Berlin

Raymond Pettibon, No Title (Why should I), 1984, pen and ink on paper, 12 × 9".

Raymond Pettibon, No Title (Why should I), 1984, pen and ink on paper, 12 × 9".

Raymond Pettibon

Raymond Pettibon, No Title (Why should I), 1984, pen and ink on paper, 12 × 9".

Alas, poor Pettibon! Poet sublime of cryptic fabulosity, inkpot noirist, and restless chronicler of the muck and ick that splatters so freely, then embeds itself like a cancer, forming the blackest recesses of American consciousness. His caustic wit cuts deep, even as it elevates him high above the tabloid trash-scape that feeds his dauntless foraging. Though the press release for his recent Berlin exhibition highlighted “new works,” the show, a dense mass of text-image amalgamations on paper, included some pieces dating as far back as 1981. But it doesn’t really matter, because Pettibon is embedded so deeply within a concentrated continuum of his own devising; his time is always now, no matter the date.

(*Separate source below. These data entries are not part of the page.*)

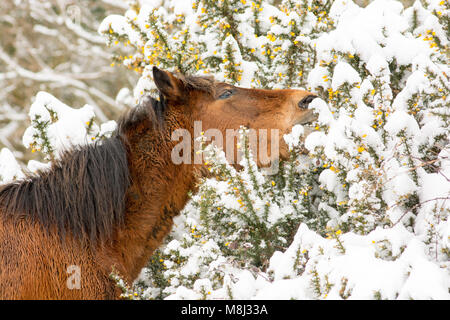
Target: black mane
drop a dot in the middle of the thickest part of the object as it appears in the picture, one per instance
(84, 191)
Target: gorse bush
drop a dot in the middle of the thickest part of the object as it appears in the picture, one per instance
(360, 210)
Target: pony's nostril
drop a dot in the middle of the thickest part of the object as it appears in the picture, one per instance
(306, 101)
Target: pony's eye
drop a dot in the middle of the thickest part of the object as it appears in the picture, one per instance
(226, 94)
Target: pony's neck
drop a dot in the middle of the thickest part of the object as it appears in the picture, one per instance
(158, 192)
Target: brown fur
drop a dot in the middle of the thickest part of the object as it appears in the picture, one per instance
(111, 204)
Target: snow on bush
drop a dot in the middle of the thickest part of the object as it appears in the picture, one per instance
(364, 214)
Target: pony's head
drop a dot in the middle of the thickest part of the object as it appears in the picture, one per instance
(221, 109)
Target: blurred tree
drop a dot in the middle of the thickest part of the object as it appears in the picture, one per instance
(53, 45)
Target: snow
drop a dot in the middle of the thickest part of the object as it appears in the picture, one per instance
(365, 162)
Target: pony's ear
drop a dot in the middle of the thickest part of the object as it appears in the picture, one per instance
(170, 87)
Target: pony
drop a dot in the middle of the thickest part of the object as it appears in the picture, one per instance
(107, 206)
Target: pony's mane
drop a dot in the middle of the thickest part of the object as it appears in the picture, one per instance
(84, 191)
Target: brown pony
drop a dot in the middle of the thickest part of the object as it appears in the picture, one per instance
(109, 205)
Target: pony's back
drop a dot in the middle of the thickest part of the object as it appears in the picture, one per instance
(35, 264)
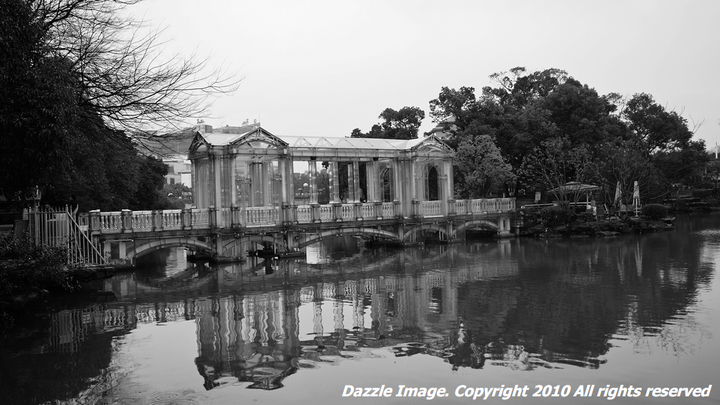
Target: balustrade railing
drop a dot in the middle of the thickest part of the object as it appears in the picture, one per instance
(430, 209)
(205, 218)
(347, 212)
(256, 216)
(388, 210)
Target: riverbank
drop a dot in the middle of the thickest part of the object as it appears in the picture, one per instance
(599, 228)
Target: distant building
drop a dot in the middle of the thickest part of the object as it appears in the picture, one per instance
(179, 170)
(444, 129)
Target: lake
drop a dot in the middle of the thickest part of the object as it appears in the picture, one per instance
(631, 320)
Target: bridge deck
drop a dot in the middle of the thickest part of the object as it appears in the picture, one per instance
(276, 218)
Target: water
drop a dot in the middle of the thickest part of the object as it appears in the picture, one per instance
(556, 316)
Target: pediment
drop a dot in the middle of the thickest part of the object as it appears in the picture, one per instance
(432, 144)
(198, 146)
(258, 138)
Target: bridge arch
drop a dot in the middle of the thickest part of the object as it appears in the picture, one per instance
(154, 245)
(410, 234)
(313, 238)
(477, 223)
(233, 245)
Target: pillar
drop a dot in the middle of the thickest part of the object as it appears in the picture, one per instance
(233, 185)
(313, 180)
(217, 192)
(334, 183)
(356, 181)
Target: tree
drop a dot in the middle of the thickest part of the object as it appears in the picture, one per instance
(482, 166)
(70, 73)
(659, 129)
(124, 76)
(402, 124)
(619, 165)
(555, 163)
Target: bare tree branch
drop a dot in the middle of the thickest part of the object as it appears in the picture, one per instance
(123, 71)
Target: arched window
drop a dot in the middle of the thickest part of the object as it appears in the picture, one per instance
(386, 186)
(431, 184)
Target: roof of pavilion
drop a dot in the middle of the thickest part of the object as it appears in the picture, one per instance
(257, 133)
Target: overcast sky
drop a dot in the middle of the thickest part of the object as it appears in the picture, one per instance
(327, 67)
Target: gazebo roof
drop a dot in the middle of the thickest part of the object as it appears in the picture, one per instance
(575, 187)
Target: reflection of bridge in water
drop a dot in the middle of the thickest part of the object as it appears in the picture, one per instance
(260, 328)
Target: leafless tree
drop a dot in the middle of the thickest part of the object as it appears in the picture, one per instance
(123, 71)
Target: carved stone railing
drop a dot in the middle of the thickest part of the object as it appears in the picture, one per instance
(185, 219)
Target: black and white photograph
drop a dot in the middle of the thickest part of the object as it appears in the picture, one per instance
(351, 202)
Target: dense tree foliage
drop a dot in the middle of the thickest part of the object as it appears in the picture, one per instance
(401, 124)
(552, 129)
(73, 82)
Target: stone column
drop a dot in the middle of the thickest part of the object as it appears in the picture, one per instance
(216, 178)
(334, 183)
(313, 180)
(356, 181)
(232, 185)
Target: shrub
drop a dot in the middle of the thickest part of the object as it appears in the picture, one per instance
(27, 267)
(654, 211)
(703, 193)
(557, 215)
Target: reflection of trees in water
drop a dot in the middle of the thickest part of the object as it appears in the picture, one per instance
(518, 304)
(60, 357)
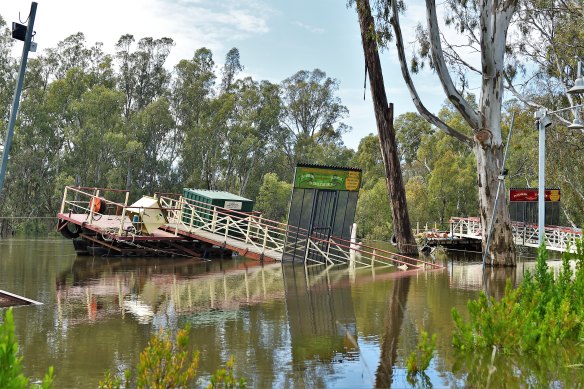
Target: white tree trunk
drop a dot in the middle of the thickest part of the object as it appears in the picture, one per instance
(502, 248)
(495, 19)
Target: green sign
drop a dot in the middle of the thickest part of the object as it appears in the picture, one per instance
(319, 178)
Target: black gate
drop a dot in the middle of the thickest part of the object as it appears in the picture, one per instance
(320, 213)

Many of the drawings were pinned directly to the wall, although a few were hung in frames, as if in wooden boats adrift on a flood of paper. Overall, a stylistic dialectic was established between the artist’s skillful and intricate draftsmanship and a crude, childlike scrawl that I’ve never seen exhibited chez Pettibon, though it resonates well with a hallmark of his work: the dumb sarcasm of the punk kid who is actually too smart for his own good. One drawing from ca. 1990 consists merely of the words MY MOUF inscribed above two scribbles: one a circle with two scrawly lines denoting rows of teeth, the other a couple of UFO eyes connected by a V for a nose; diagonal lines above each saucer form skeptical eyebrows.

Like a devoted misanthrope, Pettibon takes joy in deflating hippie mysticism, the posturing of cheap goodwill ambassadors, and the linguistic strangulations of political correctness. Rendered in his idiosyncratic style and speaking in their own bemused accents, his figures are unwitting performers in a vaudeville of deadpan hysteria. Jesus, Satan, and Charles Manson all make cameos, though most of Pettibon’s characters are of his own devising—for instance, an aged, twisted slob who is pushed out center stage to scream, WHY DO I ALWAYS GET STUCK WITH THE OLD, UGLY PROSTITUTES?, a mentally-impaired-looking girl who announces, I GOT KICKED OUT OF P.E. FOR REFUSING TO USE A BRA, and a Bukowski-esque dude who plaintively asks, WHY SHOULD I SHAVE WHEN THE WORLD IS LIKELY TO GET BLOWN UP ANY MINUTE? One of the larger drawings depicts three young men with their flaccid cocks hanging out, comparing size, with slivers of cutout text pasted on to their members; you have to get pervily close to the drawing in order to read the invocations of fists, muscles, and “bladders of conceit” that sound as though they were taken from a pulp novel. The entire body is a phallus!

By now, it’s reductive to characterize Pettibon as a punk artist, for though he certainly helped to engineer the language of that field, he has also moved past it. Maybe it’s because I was seeing the work in Berlin, but I was reminded of Otto Dix and George Grosz—like Pettibon, anarchic and fearless commentators on a social body whose decay they knew was already far advanced. Perhaps future historians will come to rely on Pettibon’s satirical extremities to make sense of a present that seems, up close, ungraspable in its quotidian horrors and estrangements.